O presidente da CPI do INSS, senador Carlos Viana (Podemos-MG) se reuniu nesta quarta-feira com o ministro do Supremo Tribunal Federal (STF) André Mendonça com o objetivo de criar um canal de cooperação e troca de informações sobre o escândalo dos descontos irregulares na folha de pagamento do Instituto Nacional do Seguro Social. Mendonça conduz o inquérito na Corte.
Após sair do encontro, Viana anunciou que pediu "pessoalmente" ao ministro o cumprimento de prisões preventivas contra 21 suspeitos do escândalo. Entre eles, estão ex-dirigentes do INSS e lobistas. As ações foram aprovadas pela CPI em 2 de setembro e aguardam uma resposta do Supremo.
"Os investigados possuem aviões, vistos e recursos para deixar o país, e não podem permanecer impunes" afirmou Viana em um posto na sua rede social. "Reforcei ao Ministro minha confiança em seu trabalho e minha convicção de que essa relatoria em suas mãos será fundamental para garantir justiça aos aposentados, às viúvas e aos órfãos do Brasil" acrescentou ele.

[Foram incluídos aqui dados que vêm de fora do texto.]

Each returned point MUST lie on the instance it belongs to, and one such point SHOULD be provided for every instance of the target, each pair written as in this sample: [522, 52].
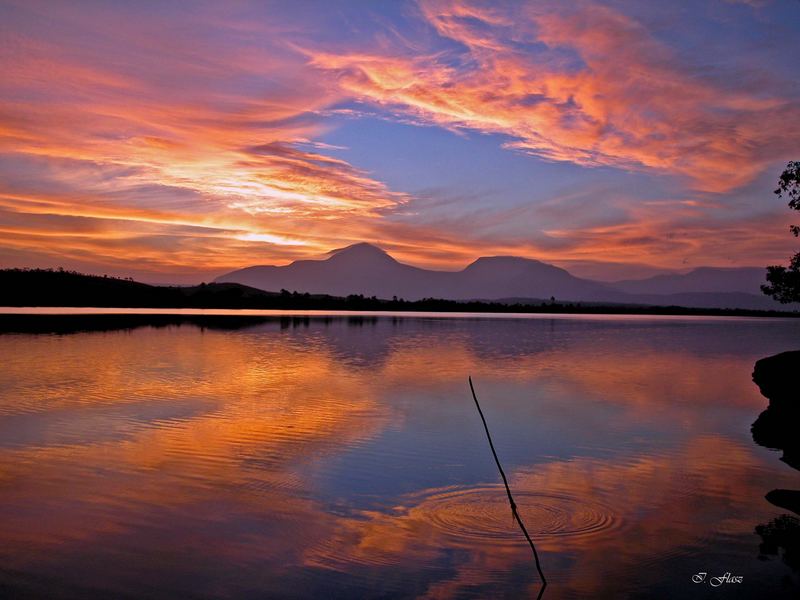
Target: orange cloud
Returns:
[589, 86]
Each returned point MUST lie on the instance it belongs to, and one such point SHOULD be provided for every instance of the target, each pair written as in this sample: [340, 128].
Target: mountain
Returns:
[746, 280]
[368, 270]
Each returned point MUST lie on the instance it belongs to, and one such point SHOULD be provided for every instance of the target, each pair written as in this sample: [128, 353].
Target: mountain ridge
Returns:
[366, 269]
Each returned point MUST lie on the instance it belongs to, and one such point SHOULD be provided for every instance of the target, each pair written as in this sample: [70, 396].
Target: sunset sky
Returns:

Segundo o gabinete do senador, a ideia do encontro era solicitar o compartilhamento de inquéritos e informações nas quais o STF possa contribuir com as apurações da CPI. Viana também tratou com Mendonça sobre recentes habeas corpus concedidos pelo Supremo, que desobrigaram convocados a responder aos parlamentares e até a comparecer ao colegiado. Um deles é o caso do empresário Maurício Camisotti, considerado uma das peças chaves do suposto esquema de fraudes.
"Deixei claro que quero vê-lo presencialmente diante desta Comissão, prestando esclarecimentos ao povo brasileiro", escreveu o senador
As decisões do Supremo em favor de convocados da CPI viraram alvo de críticas de Viana nas últimas sessões.
— O depoente de hoje vem sob um habeas corpus mais amplo. O STF entendeu que nós [congressistas] não podemos nem confrontá-lo. Ele pode ficar calado diante das quebras de sigilo, então tem mais essa né? — afirmou Viana na última segunda-feira, referindo-se à oitiva do economista Fernando Cavalcanti. Segundo ele, essas decisões corpus têm "piorado" a imagem do Judiciário.
Em ofícios enviados à CPI, a Polícia Federal afirmou que só poderia enviar informações dos inquéritos que tramitam no Supremo com o aval de Mendonça - o que não aconteceu ainda.
A investigação subiu para o STF em junho devido ao envolvimento de investigados com foro privilegiado. Em abril, a PF deflagrou a operação Sem Desconto com o intuito de desmantelar um esquema no INSS que fazia descontos indevidos de aposentados e pensionistas.
Em uma nova fase, em setembro - já sob relatoria de Mendonça -, a PF saiu às ruas para prender preventivamente os empresários Antônio Carlos Antunes, o Careca do INSS, e Maurício Camisotti, que são acusados de serem os principais operadores do suposto esquema.